Gentlemen?,
The Puget Systems Genesis II appears to have a good general intention and is neatly done. Good photographs. There are, though some aspects to consider, some niggling and others more central.
There was an error in the text > "We tested dozens of coolers in an effort to figure out which one would work best on 115 W CPUs." As they are discussing a pair of Xeon E5-2687W's, that should read "150 W CPU's." My understanding is that the E5-2687W is one of the few specified by Intel for "liquid cooling" which I take to mean water piped and pumped. And, potential builders of systems using the E5-2687W should look carefully at motherboards (LGA 2011) specifications as quite a number in the small print say, "up to 135W CPU's". There must be a reason for these two notations > the E5-2687W is a hot one. I see a lot of 2687 systems use 135W-rated boards, but I always like to err on the side of caution as these systems operate under extremely variable conditions. This situation may change as there have been noises that there is an upcoming V2 of the 2687W that will be 130W, as is the impending E5-2697 twelve core. Writing a project contract proposal and running simulations or rendering for eleven hours place extremely varying levels of stress.
The Gelid Tranquillo CPU cooler (under $45) has impressive acoustic figures- "tranquillo" indeed > noise is quoted as 12-25 dBA, but I should like to see a heat pattern photograph of those two $2,000 CPU's after 10 hours of animation / rendering. In a Dell Precision T5400, two quad core Xeon X5460's running at 58-60 C and DDR2 RAM at 70-74 C during the ordinary 3D CAD grind will be 75-77C and 90-93C after rendering for only one hour. Having quiet is one thing, but longevity and stable operation of the components under the stress typical in this kind of system would be a higher priority.
The Asus Z9PE-D8 WS motherboard is a good one > Intel C602 is my current workstation favorite, but there is also an Asus Z9PE-D16 WS, having several advantages over the Z9PE-D8. The "16" means 16 RAM slots- twice as many, which support twice as much RAM (512GB), quad LAN, and is also more than $100 less expensive. Not a lot of users will have more than 256GB of RAM- I would have this kind of system with 128GB, but I've added RAM to every system I've ever had. I said when I bought my IBM 486 DX2 50MHz in 1993, that 2MB of RAM was just fine. < Note: that's "Mega" and not "Giga". A convenient way to have 128GB is 8 X16GB, but that would not be expandable in the Z9PE-D8 without tossing the 16GB modules and buying 32GB's- which can cost $400-$900 each, i.e. possibly $4,000 to replace RAM that already cost $1,200. On the Z9PE-D16 WS- just add another 8 X16GB.
There is also the slightly delicate question which has already been suggested in others' comments, and that is, the degree by which the Genesis II is comprised more or less entirely parts out of catalog, such that an individual builder could achieve the same results for considerably less.
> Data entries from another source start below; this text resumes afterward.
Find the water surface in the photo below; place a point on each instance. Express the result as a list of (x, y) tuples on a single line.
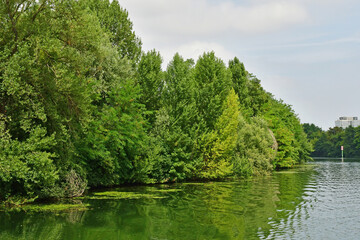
[(317, 201)]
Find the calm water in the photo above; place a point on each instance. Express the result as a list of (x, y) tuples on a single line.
[(320, 201)]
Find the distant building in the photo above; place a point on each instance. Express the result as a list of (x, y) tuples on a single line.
[(345, 122)]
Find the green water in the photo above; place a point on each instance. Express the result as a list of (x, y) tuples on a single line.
[(320, 201)]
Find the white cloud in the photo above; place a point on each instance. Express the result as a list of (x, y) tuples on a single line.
[(195, 49), (205, 18)]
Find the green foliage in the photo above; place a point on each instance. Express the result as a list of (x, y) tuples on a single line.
[(254, 150), (26, 167), (150, 79), (293, 145), (218, 146), (80, 104)]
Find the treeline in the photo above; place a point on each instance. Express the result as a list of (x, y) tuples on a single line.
[(82, 105), (328, 143)]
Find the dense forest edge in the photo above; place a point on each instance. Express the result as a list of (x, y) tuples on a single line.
[(83, 106)]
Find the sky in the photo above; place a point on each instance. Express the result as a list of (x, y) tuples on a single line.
[(306, 52)]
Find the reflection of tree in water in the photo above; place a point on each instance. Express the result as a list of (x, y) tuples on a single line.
[(219, 210), (290, 207)]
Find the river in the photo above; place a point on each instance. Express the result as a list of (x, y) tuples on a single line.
[(320, 200)]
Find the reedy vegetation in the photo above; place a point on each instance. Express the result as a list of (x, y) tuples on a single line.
[(81, 104)]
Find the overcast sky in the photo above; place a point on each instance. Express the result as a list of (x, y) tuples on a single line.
[(306, 52)]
For the $6850 base system, there are the dual E5-2687W's, but with the highly improbable combination of only 16GB RAM > which I would think of as unacceptably 8GB per CPU, a single 500GB mechanical drive, a GT 610!, which is a $30 video card which, being generous, could present less than minimal capabilities for > "4K video editing, post-production, 3ds Max, multi-gigabyte Excel calculations for weather analysis, bio-imaging, RF design work, and, by night, gaming" - and Ubuntu. Any of those tasks listed is really talking about 4-6GB memory and for weather analysis, I'd want a Tesla or Xeon Phi coprocessor- or two or three- in the room. I must be wrong about the GT 610- it's a GTX 680 right? Upgrading this kind of system is typical, but in this league, the base system should have lot of fizz for it's intended uses but instead, it reads as seriously disproportionate- the base Bugatti Veyron that comes with 16" Cooper snow tires and AM only.
For this cost- well perhaps a bit more, a person could order from newegg / amazon the same CPUs / case / power supply, plus have sixteen RAM slots, louder but higher performance cooling, a 512GB SSD for the OS / Applications, 8TB of enterprise grade storage on an LSI 8 port RAID controller, 128GB or RAM, a Quadro K5000, and Windows 7 Ultimate. A Quadro K5000 is by the way, $1,700 and not $30. Puget Systems, to have this system appear to have serious intentions should have at least a Quadro K600 or Firepro V4900 as the rock-bottom card. I'm reluctant to harp on a problem in perception, but in the list of uses, adding "and, by night, gaming" , considering the dual eight core Xeons and $30 video card seems a bit casually tossed onto the pile.
Yes, a good system and having a certain elegance, but inspiring specification or innovation not included and in base specification, barely useful and for a pile of brass.